I’m someone who often questions my life situation, my decisions and I reassess frequently whether I am happy, healthy and on the “right path” (meaning, one that brings me fulfillment and a great sense of purpose).
(As i write this, hummingbirds and titmouse are flying up to my window…life is sweet and must be savoured in small and great pleasures alike!)
I’d be lying if I told you there’s a clear, singular reason for this “mal de vivre”. In truth, it’s the result of integration, growth and positive change to unfold and soon to enter my life. But for now, I feel sad, I feel like a wreck and I think it’s important to expose this side of personal development and the spiritual journey.
I’m not alone in feeling anxious about the future (in fact, myopia is on the rise and that has as much to do with apprehension as it does to the use of screens on our various devices). I’ve harboured fears around my future since my teens. It became recurring in my twenties and as I faced grown-up challenges like grief, job loss, depression, thyroid condition and burnout. Life happens, am I right?
I’m a well-adjusted person, I’m self-aware and I try to be my best self. But I get anxious when I feel the effects of time; when I’m confronted with the dichotomy of past and present “me” or when I witness loved ones’ milestones (weddings, births, illness, passing).
Anxious? You’re not alone…
Anxiety is not rational and it runs away with your sound mind. Anxiety leaves you with a jumping record of your worst-case scenarios on loop. There’s no room for problem-solving, creation or healing. That’s the thing with fears; they’re likely unfounded and unhelpful. My fears often crippled me (and sometimes still do), and I’d turn around and a year had gone by. Then, I’d go into a panic that “I haven’t any time to waste!”

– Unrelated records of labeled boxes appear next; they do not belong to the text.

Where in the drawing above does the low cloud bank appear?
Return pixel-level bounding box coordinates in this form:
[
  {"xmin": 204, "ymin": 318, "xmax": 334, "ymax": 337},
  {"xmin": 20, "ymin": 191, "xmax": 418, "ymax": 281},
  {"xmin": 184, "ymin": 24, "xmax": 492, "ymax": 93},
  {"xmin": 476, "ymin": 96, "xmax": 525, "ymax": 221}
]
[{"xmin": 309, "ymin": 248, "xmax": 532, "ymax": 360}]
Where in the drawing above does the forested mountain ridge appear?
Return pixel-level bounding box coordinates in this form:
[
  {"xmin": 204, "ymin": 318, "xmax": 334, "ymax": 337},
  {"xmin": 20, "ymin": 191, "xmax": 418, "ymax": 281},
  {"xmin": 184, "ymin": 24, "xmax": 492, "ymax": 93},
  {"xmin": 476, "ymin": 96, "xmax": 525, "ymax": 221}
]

I’m still afraid of failing and worse, I’m afraid of succeeding. Who or what would I leave behind, if I became insanely successful? What options will be eliminated by my success or failure? If I make this or that choice, am I giving up something I may want more or later?
Part of me is terrified of the idea of not living fully, of being excluded, of regret, or not experiencing the full-spectrum of the life’s opportunities. And yet, I don’t want to jump out of an airplane. So clearly, the reality of my wants and needs is not that extreme.

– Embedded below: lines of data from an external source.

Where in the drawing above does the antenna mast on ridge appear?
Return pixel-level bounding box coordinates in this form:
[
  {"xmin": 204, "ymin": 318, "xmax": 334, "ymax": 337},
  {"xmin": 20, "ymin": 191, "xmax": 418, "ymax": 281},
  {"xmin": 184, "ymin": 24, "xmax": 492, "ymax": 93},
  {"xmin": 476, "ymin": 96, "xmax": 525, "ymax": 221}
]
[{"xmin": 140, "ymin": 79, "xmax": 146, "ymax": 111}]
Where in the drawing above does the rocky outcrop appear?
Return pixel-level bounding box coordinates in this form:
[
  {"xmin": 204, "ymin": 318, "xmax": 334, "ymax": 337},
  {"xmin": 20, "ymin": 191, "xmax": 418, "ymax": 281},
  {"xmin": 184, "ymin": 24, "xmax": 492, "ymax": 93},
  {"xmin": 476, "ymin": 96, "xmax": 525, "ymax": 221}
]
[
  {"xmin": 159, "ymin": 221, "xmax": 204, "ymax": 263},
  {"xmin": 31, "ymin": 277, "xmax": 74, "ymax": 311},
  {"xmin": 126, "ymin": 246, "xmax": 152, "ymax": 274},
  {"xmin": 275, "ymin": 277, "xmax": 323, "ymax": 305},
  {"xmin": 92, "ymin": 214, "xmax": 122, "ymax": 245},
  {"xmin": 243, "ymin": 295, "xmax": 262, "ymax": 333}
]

I think my generation is blessed and cursed by the the Internet age. Gen Y suffers from so much freedom and connectivity, potentially expressed in many choices and enabled by accessible devices that we eventually feel paralyzed (can’t decide as we feel overwhelmed) or obsessed (we want to do it all, at once, or bust). Maybe it’s both. As it is currently defined, the Fear of Missing Out (FOMO) relates mostly to social angst and feeling like fun is had without us. I take this fear further, into a general “existential anxiety” that is born from a fear of the future combined with the multitude of social events and happenings online. FOMO is being afraid of all the possibilities AND of our own choices. It’s crazy-making!
Redefining FOMO: Full of Meaning and Oneness
FOMO for me, manifests in my wanderlust and in my deep need to create a family. They seemingly conflict, or so society says, but in fact, they just require intentional choices. FOMO, in check, can take the form of a fierce independence that drives my career decisions and reminds me that I have found/created my purpose. My freedom IS a blessing, as it is my responsibility; choosing what’s right for me is the tricky part.

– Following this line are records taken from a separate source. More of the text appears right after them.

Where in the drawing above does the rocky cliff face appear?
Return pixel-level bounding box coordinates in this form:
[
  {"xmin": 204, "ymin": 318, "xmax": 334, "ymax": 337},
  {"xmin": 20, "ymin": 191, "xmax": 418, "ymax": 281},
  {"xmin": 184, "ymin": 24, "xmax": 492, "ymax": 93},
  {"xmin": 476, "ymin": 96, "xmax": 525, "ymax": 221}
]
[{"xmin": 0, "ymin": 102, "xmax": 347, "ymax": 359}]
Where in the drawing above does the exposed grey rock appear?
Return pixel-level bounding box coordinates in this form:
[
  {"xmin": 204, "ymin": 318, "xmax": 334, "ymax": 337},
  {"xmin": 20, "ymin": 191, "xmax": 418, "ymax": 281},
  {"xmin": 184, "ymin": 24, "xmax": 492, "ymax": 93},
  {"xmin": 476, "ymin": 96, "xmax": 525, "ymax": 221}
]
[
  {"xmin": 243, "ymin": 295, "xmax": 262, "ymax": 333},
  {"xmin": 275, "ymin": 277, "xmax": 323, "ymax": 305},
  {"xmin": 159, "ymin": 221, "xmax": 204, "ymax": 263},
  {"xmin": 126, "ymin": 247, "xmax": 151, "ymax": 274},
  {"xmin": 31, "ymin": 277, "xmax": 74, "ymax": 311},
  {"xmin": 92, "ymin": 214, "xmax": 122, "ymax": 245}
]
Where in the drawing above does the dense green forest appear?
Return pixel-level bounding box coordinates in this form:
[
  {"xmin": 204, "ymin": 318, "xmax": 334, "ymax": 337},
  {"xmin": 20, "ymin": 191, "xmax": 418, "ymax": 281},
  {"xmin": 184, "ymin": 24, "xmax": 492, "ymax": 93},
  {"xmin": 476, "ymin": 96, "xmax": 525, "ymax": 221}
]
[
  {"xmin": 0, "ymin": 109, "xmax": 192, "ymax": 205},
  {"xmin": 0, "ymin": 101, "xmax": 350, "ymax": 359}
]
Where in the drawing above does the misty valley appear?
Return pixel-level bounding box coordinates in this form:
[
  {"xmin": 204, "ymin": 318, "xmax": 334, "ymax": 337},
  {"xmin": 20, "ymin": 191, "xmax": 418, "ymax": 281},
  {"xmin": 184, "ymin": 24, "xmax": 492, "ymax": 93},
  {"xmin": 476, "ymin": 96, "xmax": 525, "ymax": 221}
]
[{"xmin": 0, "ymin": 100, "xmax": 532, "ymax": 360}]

I can’t speak for my entire generation, but as a member, I can say that I need simple living more than ever. “Simple” is my own definition. It’s making choices that respect my values and make my life easier in my heart and in my day-to-day. I need simplicity for my health and well-being. I certainly don’t need a mould or more rules to follow and standards to meet. I think Gen-Y needs to make choices that honour us and thanks to which, we stop comparing ourselves to each other or to previous generations. We need to unplug and redefine FOMO: Full of Meaning and Oneness.
Have you ever felt analysis paralysis or felt overwhelmed by options? How have you taken back your life? What choices did you make to feel connected to your Self and your inner knowing and peace?